There were a number of one-off costs during the period.  There was £3.5M relating to the high court judgement on pension equalisation; £2.9M of acquisition costs relating to the 3M acquisition.  At the year-end the decision was taken to move away from their participation in the Fire self contained breathing apparatus market, resulting in one-off exit costs of £5.4M including a £3.8M impairment of development costs, inventory write-downs of £1.4M and receivable write-offs of £200K.  The restructuring of the dairy business created at vacant property at the Italian operation.  Changes in the local economy mean it was appropriate to write off the carrying value of this property by £1.1M. 

Going forward the group had an opening order book of £40.4M.  A full year of revenue and follow on orders is expected for the M53A1 and M69 contracts.  The M50 sustainment contract negotiations are progressing with the DOD and an award is expected in 2020.   There is a strong pipeline of ROW opportunities with first orders and deliveries of UK GSR expected in early 2020.  Law Enforcement is expected to return to growth with positive momentum entering 2020.  There are stabilising dairy market conditions that support improved farmer confidence and the dairy division is expected to grow in 2020.  The group is expected to return to a net cash position by 2021.

At the current share price the shares are trading on PE ratio of 53.2 which falls to 26.5 on next year’s forecast.  After a 30% increase in the dividend, the shares are yielding 0.8% which increases to 1.1% on next year’s forecast.  At the year-end the group had net cash of £48.3M compared to £46.5M at the end of last year. 

Overall then this has been a decent underlying year beset with some one-off issues.  Profits fell due to the pension equalisation, exit from the fire market and acquisition costs.  Net assets increased but the operating cash flow declined due to working capital movements.  Cash profits grew, however, and a decent amount of free cash was still produced.  The military market is doing well as new mask contracts take over from the older ones.  Law enforcement declined due to the US government shutdown and the dairy market suffered from difficult conditions.  These issues seem to have resolved as the group moves into this year, however.  The shares are expensive with a forward PE of 26.5 and yield of 1.1% but we are paying for quality here in my opinion.

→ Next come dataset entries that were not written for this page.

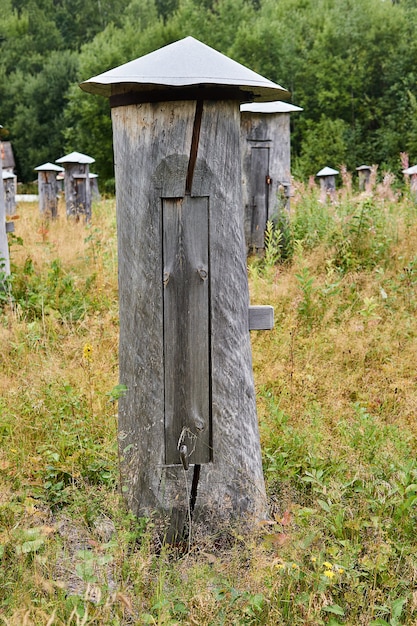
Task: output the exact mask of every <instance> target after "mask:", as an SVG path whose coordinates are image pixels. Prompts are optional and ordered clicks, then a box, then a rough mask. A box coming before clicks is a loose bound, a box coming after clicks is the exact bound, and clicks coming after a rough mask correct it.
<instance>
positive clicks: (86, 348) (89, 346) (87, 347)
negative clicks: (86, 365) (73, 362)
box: [83, 343, 93, 361]
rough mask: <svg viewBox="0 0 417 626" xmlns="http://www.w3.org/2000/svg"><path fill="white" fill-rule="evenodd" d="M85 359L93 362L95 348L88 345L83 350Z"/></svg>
mask: <svg viewBox="0 0 417 626" xmlns="http://www.w3.org/2000/svg"><path fill="white" fill-rule="evenodd" d="M83 357H84V358H85V360H86V361H91V360H92V358H93V346H92V345H90V344H89V343H86V344H85V346H84V348H83Z"/></svg>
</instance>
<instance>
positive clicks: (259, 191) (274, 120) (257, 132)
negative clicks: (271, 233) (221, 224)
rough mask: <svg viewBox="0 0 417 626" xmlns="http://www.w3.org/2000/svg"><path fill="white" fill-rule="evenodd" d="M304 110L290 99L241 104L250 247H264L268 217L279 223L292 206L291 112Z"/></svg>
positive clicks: (241, 135) (247, 227)
mask: <svg viewBox="0 0 417 626" xmlns="http://www.w3.org/2000/svg"><path fill="white" fill-rule="evenodd" d="M295 111H302V108H301V107H297V106H295V105H294V104H290V103H288V102H282V101H276V102H256V103H248V104H242V105H241V107H240V112H241V113H240V126H241V149H242V195H243V207H244V215H245V218H244V219H245V240H246V245H247V247H248V250H249V251H256V250H260V249H263V248H264V233H265V227H266V223H267V221H268V220H270V221H272V222H275V223H277V222H278V219H279V216H280V215H281V214H282V212H283V211H287V210H288V209H289V201H290V193H291V144H290V114H291V113H293V112H295Z"/></svg>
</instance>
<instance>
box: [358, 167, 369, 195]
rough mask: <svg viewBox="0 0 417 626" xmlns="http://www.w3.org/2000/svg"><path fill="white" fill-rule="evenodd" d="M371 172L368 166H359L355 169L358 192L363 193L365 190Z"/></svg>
mask: <svg viewBox="0 0 417 626" xmlns="http://www.w3.org/2000/svg"><path fill="white" fill-rule="evenodd" d="M371 170H372V168H371V166H370V165H360V166H359V167H357V168H356V171H357V172H358V178H359V190H360V191H364V190H365V189H366V186H367V185H368V183H369V180H370V177H371Z"/></svg>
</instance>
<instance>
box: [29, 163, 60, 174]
mask: <svg viewBox="0 0 417 626" xmlns="http://www.w3.org/2000/svg"><path fill="white" fill-rule="evenodd" d="M34 170H35V172H65V169H64V168H63V167H60V166H59V165H55V164H54V163H44V164H43V165H38V167H35V168H34Z"/></svg>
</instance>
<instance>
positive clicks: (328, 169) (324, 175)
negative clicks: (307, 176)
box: [316, 167, 339, 176]
mask: <svg viewBox="0 0 417 626" xmlns="http://www.w3.org/2000/svg"><path fill="white" fill-rule="evenodd" d="M338 173H339V172H338V171H337V170H334V169H333V168H331V167H323V169H322V170H320V172H317V174H316V176H335V175H336V174H338Z"/></svg>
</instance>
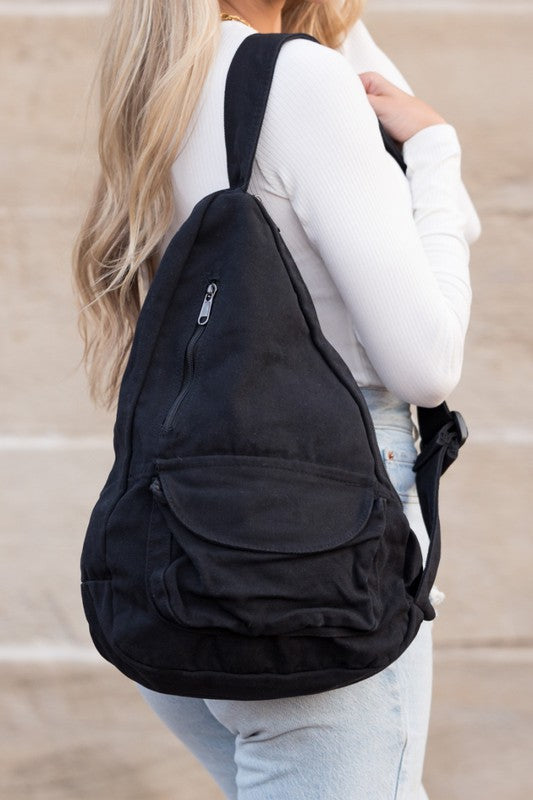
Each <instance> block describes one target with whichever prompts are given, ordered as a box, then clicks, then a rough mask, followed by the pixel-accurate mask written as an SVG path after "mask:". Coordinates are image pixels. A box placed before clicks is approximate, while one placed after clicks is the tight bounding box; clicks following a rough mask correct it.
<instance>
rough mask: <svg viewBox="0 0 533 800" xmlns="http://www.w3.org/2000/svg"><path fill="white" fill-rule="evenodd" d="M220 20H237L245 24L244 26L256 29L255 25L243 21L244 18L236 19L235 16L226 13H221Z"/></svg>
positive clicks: (245, 20)
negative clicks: (251, 24) (250, 24)
mask: <svg viewBox="0 0 533 800" xmlns="http://www.w3.org/2000/svg"><path fill="white" fill-rule="evenodd" d="M220 19H221V20H226V19H236V20H237V21H238V22H244V24H245V25H248V27H249V28H253V27H254V26H253V25H250V23H249V22H246V20H245V19H243V18H242V17H236V16H235V15H234V14H226V12H225V11H222V12H221V13H220Z"/></svg>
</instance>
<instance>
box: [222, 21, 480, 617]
mask: <svg viewBox="0 0 533 800" xmlns="http://www.w3.org/2000/svg"><path fill="white" fill-rule="evenodd" d="M290 39H309V40H311V41H313V42H317V44H319V42H318V40H317V39H315V38H314V37H313V36H309V35H308V34H306V33H294V34H283V33H255V34H251V35H250V36H247V37H246V39H244V41H243V42H242V43H241V44H240V45H239V47H238V48H237V51H236V53H235V56H234V58H233V61H232V63H231V65H230V68H229V71H228V76H227V81H226V92H225V98H224V131H225V137H226V152H227V160H228V177H229V183H230V188H232V189H237V188H242V189H243V190H244V191H246V190H247V188H248V184H249V182H250V177H251V174H252V167H253V161H254V157H255V151H256V149H257V143H258V141H259V135H260V133H261V126H262V123H263V117H264V115H265V110H266V105H267V101H268V95H269V92H270V86H271V83H272V78H273V75H274V69H275V66H276V61H277V58H278V55H279V51H280V49H281V47H282V46H283V44H284V43H285V42H287V41H289V40H290ZM380 130H381V135H382V137H383V142H384V145H385V147H386V149H387V151H388V152H389V153H390V154H391V155H392V156H393V158H395V159H396V161H397V162H398V164H399V165H400V167H401V169H402V170H403V171H404V172H405V171H406V165H405V162H404V160H403V157H402V149H401V145H399V144H398V142H396V141H395V140H394V139H393V138H392V137H391V136H390V134H388V133H387V132H386V131H385V129H384V128H383V126H382V125H381V123H380ZM417 416H418V427H419V431H420V439H421V444H420V450H421V452H420V455H419V456H418V458H417V460H416V463H415V465H414V470H415V472H416V486H417V491H418V497H419V500H420V507H421V509H422V515H423V518H424V522H425V525H426V528H427V531H428V535H429V549H428V554H427V558H426V564H425V567H424V569H423V571H422V572H421V573H420V576H419V578H418V584H417V586H416V594H415V602H417V603H418V605H419V606H420V607H421V608H422V609H423V610H424V618H425V619H428V620H430V619H433V618H434V617H435V610H434V608H433V606H432V605H431V603H430V602H429V592H430V591H431V587H432V585H433V583H434V580H435V577H436V574H437V569H438V565H439V560H440V550H441V542H440V521H439V481H440V477H441V475H442V474H443V473H444V472H445V471H446V470H447V469H448V467H449V466H450V464H451V463H452V462H453V461H455V459H456V458H457V454H458V452H459V448H460V447H461V446H462V445H463V444H464V442H465V441H466V438H467V436H468V431H467V428H466V425H465V423H464V420H463V418H462V417H461V415H460V414H459V412H457V411H450V410H449V408H448V406H447V404H446V403H441V405H440V406H437V407H436V408H420V407H419V408H418V409H417Z"/></svg>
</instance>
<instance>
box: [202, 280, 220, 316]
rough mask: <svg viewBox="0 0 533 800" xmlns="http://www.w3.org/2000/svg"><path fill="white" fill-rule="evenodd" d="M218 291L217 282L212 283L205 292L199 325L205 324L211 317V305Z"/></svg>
mask: <svg viewBox="0 0 533 800" xmlns="http://www.w3.org/2000/svg"><path fill="white" fill-rule="evenodd" d="M216 291H217V285H216V283H210V284H209V286H208V287H207V289H206V292H205V298H204V302H203V303H202V308H201V309H200V315H199V317H198V325H205V324H206V322H207V320H208V319H209V315H210V313H211V306H212V304H213V297H214V296H215V294H216Z"/></svg>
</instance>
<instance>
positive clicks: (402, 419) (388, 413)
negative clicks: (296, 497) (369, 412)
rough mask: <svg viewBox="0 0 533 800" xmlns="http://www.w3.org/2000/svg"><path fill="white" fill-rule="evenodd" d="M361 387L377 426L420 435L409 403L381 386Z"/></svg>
mask: <svg viewBox="0 0 533 800" xmlns="http://www.w3.org/2000/svg"><path fill="white" fill-rule="evenodd" d="M360 389H361V393H362V394H363V397H364V398H365V401H366V403H367V405H368V410H369V411H370V415H371V417H372V421H373V423H374V427H375V428H394V429H396V430H402V431H405V432H406V433H408V434H409V435H410V436H413V437H415V438H417V437H418V430H417V428H416V426H415V424H414V422H413V419H412V417H411V406H410V405H409V403H406V402H405V401H404V400H400V398H399V397H396V396H395V395H393V394H392V393H391V392H389V391H388V389H384V388H383V389H381V388H379V387H360Z"/></svg>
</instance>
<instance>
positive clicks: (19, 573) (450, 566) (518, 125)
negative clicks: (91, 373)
mask: <svg viewBox="0 0 533 800" xmlns="http://www.w3.org/2000/svg"><path fill="white" fill-rule="evenodd" d="M492 5H495V4H492ZM514 5H516V4H514ZM369 6H370V9H371V8H372V4H371V3H370V4H369ZM499 6H500V7H501V9H504V8H505V4H499ZM367 20H368V23H369V26H370V28H371V30H372V32H373V33H374V35H375V37H376V38H377V40H378V41H379V42H380V44H381V45H382V46H383V48H384V49H385V50H386V51H387V52H388V53H390V55H391V56H392V57H393V58H394V59H395V60H396V61H397V63H398V65H399V66H401V68H402V69H403V71H404V72H405V74H406V77H407V78H408V80H409V81H410V82H411V84H412V85H413V87H414V88H415V90H416V91H417V92H418V93H419V94H420V95H421V96H423V97H426V98H427V99H428V100H430V101H431V102H432V103H433V104H434V105H435V106H436V107H437V108H439V110H441V111H442V113H443V114H444V115H445V116H446V117H447V118H448V119H449V120H450V122H452V123H453V124H454V125H455V126H456V127H457V129H458V131H459V135H460V138H461V141H462V143H463V149H464V174H465V180H466V182H467V185H468V186H469V187H470V188H471V191H472V195H473V197H474V200H475V202H476V205H477V207H478V209H479V211H480V214H481V216H482V222H483V225H484V235H483V238H482V241H481V242H480V243H479V244H478V245H476V246H475V248H474V250H473V257H472V276H473V283H474V291H475V302H474V308H473V316H472V324H471V328H470V333H469V339H468V349H467V357H466V363H465V368H464V379H463V381H462V384H461V387H460V389H458V390H457V392H456V393H455V395H454V397H453V399H452V402H453V405H455V406H457V407H458V408H460V409H461V410H462V411H463V412H464V415H465V417H466V419H467V420H468V423H469V426H470V428H471V440H470V442H469V444H468V446H467V447H466V448H465V450H464V452H463V454H462V458H461V461H460V464H458V465H457V467H456V468H455V469H454V470H453V471H451V472H450V473H449V475H446V477H445V479H444V482H443V489H442V494H443V527H444V542H443V556H442V561H441V567H440V570H439V578H438V585H439V587H440V588H441V589H442V590H443V591H444V592H445V593H446V600H445V601H444V603H443V604H442V605H441V606H439V617H438V619H437V621H436V624H435V631H434V634H435V643H436V651H435V684H434V698H433V713H432V720H431V729H430V737H429V742H428V754H427V760H426V773H425V784H426V787H427V789H428V794H429V797H430V800H465V799H466V798H468V800H502V798H504V800H529V798H530V797H532V796H533V779H532V777H531V769H530V765H529V751H530V746H529V742H530V740H531V731H532V730H533V727H532V723H533V692H532V690H531V673H532V666H533V635H532V628H531V619H532V618H533V593H532V592H531V567H530V565H531V563H532V555H533V553H532V551H533V537H532V536H531V524H530V522H529V501H530V494H531V492H530V488H529V485H528V484H529V482H526V480H525V479H524V476H528V475H529V474H531V469H532V467H533V420H532V416H531V402H530V392H529V391H528V389H529V387H531V386H532V385H533V381H532V378H533V358H532V351H533V346H532V345H533V340H532V333H531V322H530V319H531V312H530V308H531V306H532V303H533V283H532V280H531V266H530V259H531V244H532V235H531V221H532V216H533V151H532V149H531V141H532V140H533V113H532V108H531V99H530V98H531V91H530V85H529V82H530V81H529V75H530V73H531V63H530V58H531V56H530V52H531V41H532V38H533V14H528V13H524V14H518V13H513V14H512V15H506V14H505V13H503V12H501V13H491V14H484V13H481V12H480V13H464V12H461V13H448V14H443V13H421V12H419V13H416V12H404V13H400V12H394V11H391V10H388V11H385V10H382V11H377V10H376V11H374V12H373V13H371V12H370V10H369V13H368V15H367ZM102 24H103V19H102V18H84V17H75V18H54V19H46V18H28V19H21V18H17V17H16V16H13V17H2V18H0V69H1V71H2V75H4V76H5V77H4V81H3V82H2V85H1V86H0V121H1V125H0V153H1V154H2V158H1V160H0V183H1V186H2V197H1V200H0V241H1V246H2V267H1V269H2V278H3V283H4V287H5V288H4V295H3V297H4V303H3V312H4V313H3V315H2V322H1V333H2V345H1V348H2V349H1V351H0V358H1V359H2V372H3V373H4V374H3V392H2V394H1V397H0V419H1V427H0V471H1V477H2V480H1V483H0V486H1V489H0V492H1V498H0V502H1V504H2V510H3V514H2V527H3V533H2V539H1V541H2V548H3V558H2V561H1V563H0V612H1V616H2V622H3V625H2V632H1V635H0V679H1V681H2V686H3V688H4V691H3V693H2V698H1V699H0V703H1V709H0V715H1V718H2V720H3V722H4V725H5V726H6V732H7V735H6V736H4V737H3V741H4V747H3V748H2V753H1V754H0V763H1V767H2V769H1V775H2V777H0V795H1V796H2V797H6V798H9V800H34V799H35V800H85V798H89V797H90V798H94V797H103V798H112V799H113V800H137V799H138V800H217V798H219V797H221V795H220V794H219V793H217V790H216V789H215V788H214V786H213V784H212V782H211V779H210V778H209V776H207V775H206V773H205V772H204V771H203V770H202V768H201V767H200V766H199V765H198V764H197V763H196V762H195V761H194V759H193V758H192V757H191V756H190V755H189V754H188V753H187V752H186V751H185V750H184V748H182V747H181V746H180V745H179V744H178V743H177V742H175V740H174V739H173V738H172V736H171V735H170V734H169V733H167V731H166V730H165V729H164V728H163V727H162V725H161V724H160V723H159V721H158V720H157V719H156V718H155V717H154V716H153V714H152V712H151V711H150V710H149V709H148V708H147V707H146V706H145V704H144V701H142V699H141V698H140V697H139V695H138V694H137V692H136V689H135V687H134V686H133V685H132V684H130V682H128V681H126V680H125V679H124V678H122V676H120V675H119V674H118V673H117V672H116V671H114V670H113V669H112V668H111V667H109V666H108V665H106V664H105V663H104V662H101V661H99V660H98V657H97V656H96V654H95V652H94V650H93V649H92V648H91V646H90V642H89V637H88V634H87V628H86V624H85V620H84V618H83V614H82V610H81V604H80V599H79V587H78V559H79V552H80V548H81V542H82V538H83V534H84V530H85V526H86V523H87V520H88V514H89V512H90V510H91V508H92V506H93V505H94V503H95V501H96V498H97V496H98V493H99V491H100V489H101V487H102V484H103V480H104V479H105V477H106V475H107V471H108V469H109V467H110V465H111V457H112V452H111V448H110V445H111V430H112V424H113V418H112V415H110V414H107V413H104V412H102V411H97V410H95V409H93V408H92V407H91V405H90V403H89V400H88V394H87V388H86V383H85V378H84V375H83V371H82V370H81V369H76V365H77V364H78V362H79V359H80V356H81V344H80V340H79V338H78V336H77V332H76V320H75V312H74V302H73V298H72V292H71V282H70V265H69V254H70V248H71V246H72V241H73V237H74V234H75V231H76V227H77V225H78V224H79V219H80V215H81V213H82V211H83V209H84V206H85V203H86V201H87V197H88V193H89V190H90V187H91V185H92V180H93V175H94V124H93V118H92V116H91V115H90V114H89V116H88V118H87V127H86V129H85V113H86V112H85V106H86V99H87V88H88V84H89V81H90V78H91V76H92V73H93V69H94V64H95V57H96V49H97V45H98V41H99V32H100V30H101V26H102ZM82 142H84V144H83V146H82V144H81V143H82ZM287 800H290V798H287ZM339 800H348V798H339Z"/></svg>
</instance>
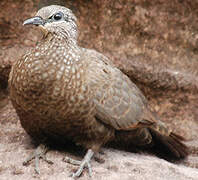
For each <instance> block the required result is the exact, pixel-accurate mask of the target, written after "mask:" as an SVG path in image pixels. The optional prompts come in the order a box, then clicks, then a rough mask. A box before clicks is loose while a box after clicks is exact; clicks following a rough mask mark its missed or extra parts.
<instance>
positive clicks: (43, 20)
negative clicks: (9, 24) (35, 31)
mask: <svg viewBox="0 0 198 180" xmlns="http://www.w3.org/2000/svg"><path fill="white" fill-rule="evenodd" d="M44 23H45V22H44V19H43V18H41V17H40V16H35V17H32V18H29V19H26V20H25V21H24V22H23V25H29V24H33V25H37V26H38V25H44Z"/></svg>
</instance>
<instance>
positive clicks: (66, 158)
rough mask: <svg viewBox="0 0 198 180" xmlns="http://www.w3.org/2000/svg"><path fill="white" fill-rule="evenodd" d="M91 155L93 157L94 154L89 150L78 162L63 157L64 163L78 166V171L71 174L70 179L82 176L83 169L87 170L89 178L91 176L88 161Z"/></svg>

On the 30th January the group released a trading update.  They saw a positive start to 2020 with continued strong order intake in both businesses.  The board therefore remains confident of achieving its expectations for the current year.

Avon Protection saw a solid start to the year with order intake up 12% in Q1.  Strong order intake in the military business has more than offset the impact of their exit from the fire market.  They expect to receive further follow on orders in Q2 from the US DOD under the M69 and M53A1 mask and powered air systems contracts.  They also see a strong pipeline of ROW and first responder opportunities to further broaden their customer base across their product portfolio.

The acquired ballistic protection business performed in line with expectations and the board remain confident of it achieving their expectations for 2020.

Global dairy market conditions have remained positive in Q1.  Improving milk prices, together with stable feed prices and production volumes have led to improved farmer confidence, resulting in orders received in Q1 being up 10%.  This has supported strong trading for Miltrite InterPuls across all three lines of business.  They expect global dairy market conditions to remain positive in the near term.